In the midst of this discussion about disputable matters, Paul takes us to the gospel—the death, the Resurrection of Christ, and all the way to the judgment seat of Christ, where instead of us judging each other right now, we will be judged by Him in that day and give an account of our lives before Him. For Paul, this is all part of the gospel. He had already said that in Romans 2:16; he refers to the day when “God would judge the secrets of men’s hearts as my gospel declares,” Paul says. So, as he is calling the Church to work through matters of disagreements, as he is de-escalated the conflict, part of the strategy, part of the skill, is to keep us focused to central on the gospel. One of the sadnesses of our hearts in these days, many of us as leaders, pastors, elsewhere, we have sensed a diminishing of the beauty of the gospel message. And the good news of the loving and living Christ has somehow gotten lost in the disputes and disappointments of the day. And so, could we relearn the skill of keeping the gospel central?

The fact that Christ has come, Christ has died, Christ has risen, Christ will come again, Christ is for us, Christ is the forgiver of our sins and the redeemer of our souls and the One before whom we will give an account. So, if everything doesn’t feel settled on this side, it will be someday. Perhaps the emotion of the moment would be lessened if we didn’t feel like everything had to be resolved in the moment. The final leadership skill that Paul models for us, is he demonstrates love. Throughout the whole context of the book of Romans, it is overflowing with his love for the Church. The Church he hasn’t even physically been to yet, but he knows many of the people and knows about even more of the people, and love flows through Paul, and his call to love is evident.

Even right here in the middle of chapter 14, he says to them—we’ve already read the verse: 15—”If your brother is distressed because of what you eat, you’re no longer acting in love. Do not by your eating destroy your brother for whom Christ died.” “Don’t cling to your rights so closely, and don’t value your opinion so highly that it just runs over another believer in the Church,” Paul seems to be saying. These are disputable matters. Let’s let love be supreme and let the issues being secondary. Demonstrating love in seasons of known differences, in seasons of dispute, is a powerful skill but is something, as with all of them, we need the Holy Spirit.

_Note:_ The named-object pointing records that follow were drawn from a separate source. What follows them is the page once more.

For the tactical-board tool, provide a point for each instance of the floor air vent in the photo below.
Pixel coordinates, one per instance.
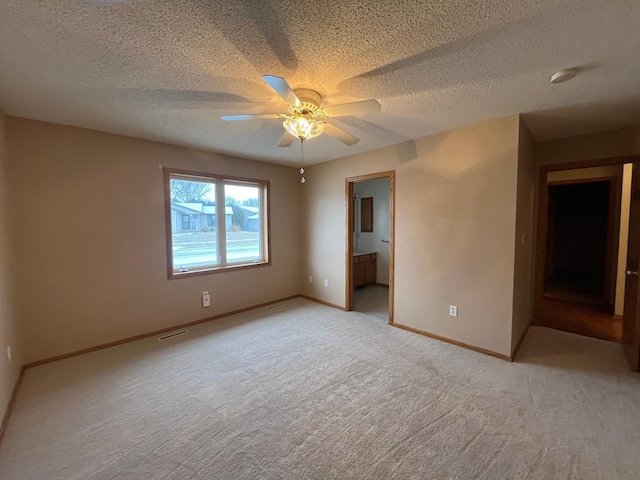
(171, 335)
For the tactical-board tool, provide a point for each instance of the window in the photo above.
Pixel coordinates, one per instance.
(215, 223)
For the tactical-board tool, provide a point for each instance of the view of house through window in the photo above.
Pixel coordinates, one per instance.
(216, 223)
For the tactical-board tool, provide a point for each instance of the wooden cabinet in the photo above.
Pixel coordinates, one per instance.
(364, 269)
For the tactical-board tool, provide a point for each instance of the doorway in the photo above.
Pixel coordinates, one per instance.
(369, 201)
(582, 263)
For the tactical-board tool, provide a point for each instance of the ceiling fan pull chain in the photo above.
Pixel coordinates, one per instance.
(302, 180)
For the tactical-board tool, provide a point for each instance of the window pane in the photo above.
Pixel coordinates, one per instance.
(193, 226)
(243, 223)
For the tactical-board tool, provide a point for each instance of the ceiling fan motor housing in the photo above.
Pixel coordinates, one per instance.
(309, 100)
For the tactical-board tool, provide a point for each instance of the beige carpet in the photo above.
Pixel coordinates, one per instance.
(306, 391)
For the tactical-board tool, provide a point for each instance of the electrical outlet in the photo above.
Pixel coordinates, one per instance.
(206, 299)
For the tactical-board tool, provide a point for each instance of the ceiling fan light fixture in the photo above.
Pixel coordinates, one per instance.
(302, 126)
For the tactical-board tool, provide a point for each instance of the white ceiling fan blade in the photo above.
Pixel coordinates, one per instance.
(354, 108)
(340, 134)
(286, 140)
(282, 88)
(230, 118)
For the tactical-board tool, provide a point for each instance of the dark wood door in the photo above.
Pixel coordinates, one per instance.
(631, 319)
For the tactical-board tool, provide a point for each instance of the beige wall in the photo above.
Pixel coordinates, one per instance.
(9, 334)
(88, 209)
(455, 230)
(625, 205)
(614, 143)
(524, 241)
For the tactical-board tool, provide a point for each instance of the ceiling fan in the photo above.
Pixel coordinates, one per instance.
(306, 117)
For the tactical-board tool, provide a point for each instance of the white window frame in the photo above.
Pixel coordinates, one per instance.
(221, 231)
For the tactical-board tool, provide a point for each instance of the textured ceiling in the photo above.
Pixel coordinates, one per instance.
(167, 70)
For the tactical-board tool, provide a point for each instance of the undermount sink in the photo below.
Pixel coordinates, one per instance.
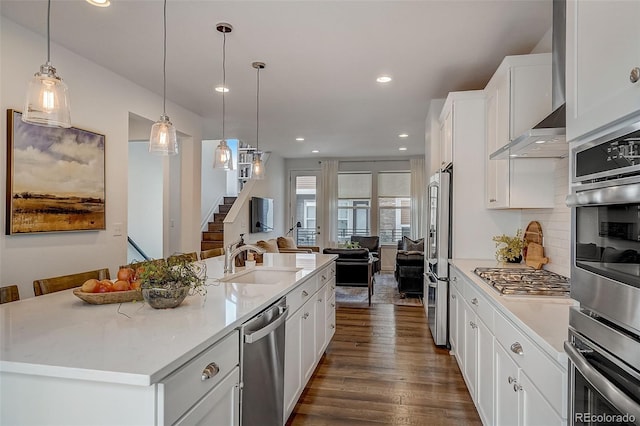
(262, 275)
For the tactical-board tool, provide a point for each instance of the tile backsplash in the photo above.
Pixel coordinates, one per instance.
(556, 223)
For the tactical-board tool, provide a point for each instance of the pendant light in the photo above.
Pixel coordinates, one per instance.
(47, 102)
(163, 140)
(257, 168)
(222, 157)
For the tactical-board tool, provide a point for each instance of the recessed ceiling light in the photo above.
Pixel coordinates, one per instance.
(99, 3)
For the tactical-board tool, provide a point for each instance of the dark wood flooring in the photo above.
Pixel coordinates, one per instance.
(382, 368)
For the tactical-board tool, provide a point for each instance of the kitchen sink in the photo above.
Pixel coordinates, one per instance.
(261, 275)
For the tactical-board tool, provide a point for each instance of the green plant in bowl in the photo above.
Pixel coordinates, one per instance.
(509, 248)
(166, 286)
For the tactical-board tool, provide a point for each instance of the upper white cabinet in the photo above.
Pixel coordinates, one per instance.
(518, 97)
(602, 52)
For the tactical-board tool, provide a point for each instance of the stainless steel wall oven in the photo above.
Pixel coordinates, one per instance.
(604, 335)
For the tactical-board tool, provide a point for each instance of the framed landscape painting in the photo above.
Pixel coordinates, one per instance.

And so, really the call today that I have for us for 2022, is to come back in dependence upon the same Christ, being filled with the same Holy Spirit who empowered Paul to challenge the Church that had their own disputable matters nearly 2000 years ago and come to us today and say, “Wait a minute, wait a minute, we can be the Church, and the Church can be a beautiful expression of our Christ in His heart.” The Alliance family has proven through the decades to be people who love Christ’s Church and invest heavily and significantly in her strength and beauty and establishment.

Perhaps these four skills I’ve mentioned from Romans 14 will be helpful to you as they are to me. Perhaps the Spirit will take Romans 14 and take your heart in a different direction. But it’s with this commitment to Christ and love for His Church that we continue to press forward with expectancy and anticipation in 2022. And for this reason, I’ve asked one of my friends, co-worker, District Superintendent Thomas George, to lead us in a closing prayer, blessing us as we lead the Church.

– Hello family, let’s pray together. Oh Lord, our God, we praise You. We rejoice in this new year that You have provided. As leaders who shepherd Your sheep, as a part of Your body, as those who care for Your family, would You, Lord, re-center our identity upon Christ, our Savior. Would You re-focus us to Your wonderful gospel. Would You, Lord, help us to anticipate, even celebrate, our differences and learn to collaborate together for Your sake, for Your name, for Your glory. Would You, oh Lord, teach us humility to show deference to one another as we live out our love for You. Would You, oh Lord, provide us with wisdom, counsel, and empowerment as Your Holy Spirit works in us and through us in the coming days. We pray all this in the matchless name of our Lord Jesus. Amen.